Sur la généralisation de la complémentaire santé et les droits rechargeables à l'assurance chômage, il y a eu "des améliorations" mais "on attend avec impatience que le patronat aborde la question des contrats précaires", posée comme condition impérative par les syndicats, a-t-il souligné. "C'est une technique de négociation de lâcher au dernier moment sur les points majeurs, la discussion n'est pas terminée", a commenté M. Thouvenel.

Une "négo dans la négo"

Pour Stéphane Lardy (FO), "un accord n'est pas pour ce soir". "On avance petit pas par petits pas... vu la division patronale", a-t-il ajouté en évoquant le "bal tragique" offert par le Medef et l'UPA (artisans) qui se sont étripés par communiqués interposés. A côté de la négociation officielle, il y a une "négo dans la négo", interne au camp patronal, reconnaissait le Medef.

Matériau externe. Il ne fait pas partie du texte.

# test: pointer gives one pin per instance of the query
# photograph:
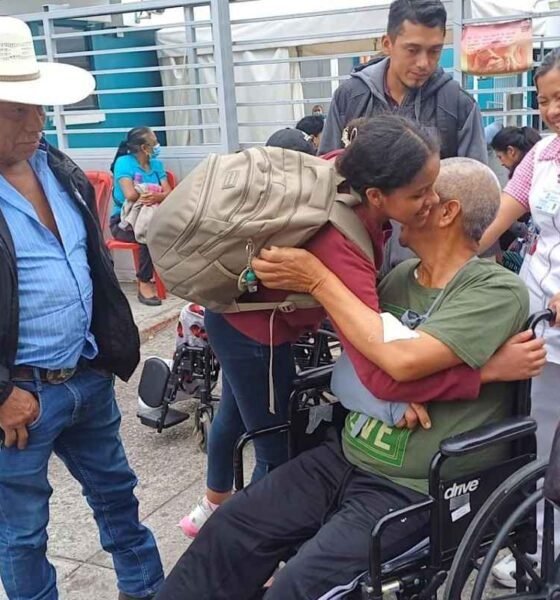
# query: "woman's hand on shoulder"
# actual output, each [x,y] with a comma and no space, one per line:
[291,269]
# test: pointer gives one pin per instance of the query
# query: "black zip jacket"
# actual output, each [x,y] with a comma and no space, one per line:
[112,322]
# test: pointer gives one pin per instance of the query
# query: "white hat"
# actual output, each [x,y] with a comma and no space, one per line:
[24,80]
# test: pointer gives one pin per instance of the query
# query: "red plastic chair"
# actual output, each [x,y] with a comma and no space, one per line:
[112,244]
[102,183]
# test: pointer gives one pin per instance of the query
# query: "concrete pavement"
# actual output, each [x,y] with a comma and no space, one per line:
[170,468]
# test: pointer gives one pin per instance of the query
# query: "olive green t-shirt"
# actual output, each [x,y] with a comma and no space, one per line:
[480,309]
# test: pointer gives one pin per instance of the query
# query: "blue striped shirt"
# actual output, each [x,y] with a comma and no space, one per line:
[55,286]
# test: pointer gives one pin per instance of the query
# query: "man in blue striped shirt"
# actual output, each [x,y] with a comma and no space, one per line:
[65,330]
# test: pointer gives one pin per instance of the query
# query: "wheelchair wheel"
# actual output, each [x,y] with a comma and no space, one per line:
[203,423]
[506,520]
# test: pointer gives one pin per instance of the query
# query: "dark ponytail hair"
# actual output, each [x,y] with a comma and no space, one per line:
[135,139]
[522,138]
[387,153]
[550,61]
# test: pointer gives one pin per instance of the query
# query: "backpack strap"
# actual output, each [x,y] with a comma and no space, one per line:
[290,304]
[344,218]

Au cœur de la querelle, la question du choix des prestataires chargés d'offrir les mutuelles d'entreprise que le patronat propose de généraliser d'ici le 1er janvier 2016. FO a dans l'affaire apporté son "soutien" à l'UPA "qui s'inquiète à juste titre que le texte patronal livre le marché de la complémentaire santé aux sociétés d'assurance, ce qui est inacceptable".

Un "clash de l'UPA"

Peu de temps avant la transmission du nouveau texte, ce dernier round a été marqué par un "clash de l'UPA", selon les mots du Medef. Des dissensions entre la CGPME et le Medef étaient déjà apparues au grand jour les semaines précédentes. Dans un communiqué, l'UPA (artisans) a déclaré "ne pas accepter un texte qui lèse la grande majorité des entreprises", estimant que "le projet d'accord en cours de finalisation organise la flexibilité de l'emploi au seul profit de quelques grandes entreprises françaises", alors que la majorité "supportera l'essentiel des surcoûts générés".

La question du choix des prestataires chargés d'offrir les mutuelles d'entreprise généralisées froisse particulièrement l'UPA. "On a fait sauter le contrat de projet, le CDI intermittent devient expérimental : l'UPA n'a plus rien", commentait Marie-Françoise Leflon (CFE-CGC).

Pour Joseph Thouvenel (CFTC), "le patronat aurait dû faire avant ses arbitrages". "On a perdu temps", regrettait-il. Depuis le coup d'envoi, le 4 octobre 2012, de cette négociation cruciale, syndicats (CDFT, CGT, FO, CFE-CGC, CFTC) et patronat (Medef, CGPME, UPA) cherchent les moyens de fluidifier le marché du travail en donnant plus de souplesse aux entreprises et de protection aux salariés. L'objectif des négociations est de conclure un accord d'ici à vendredi.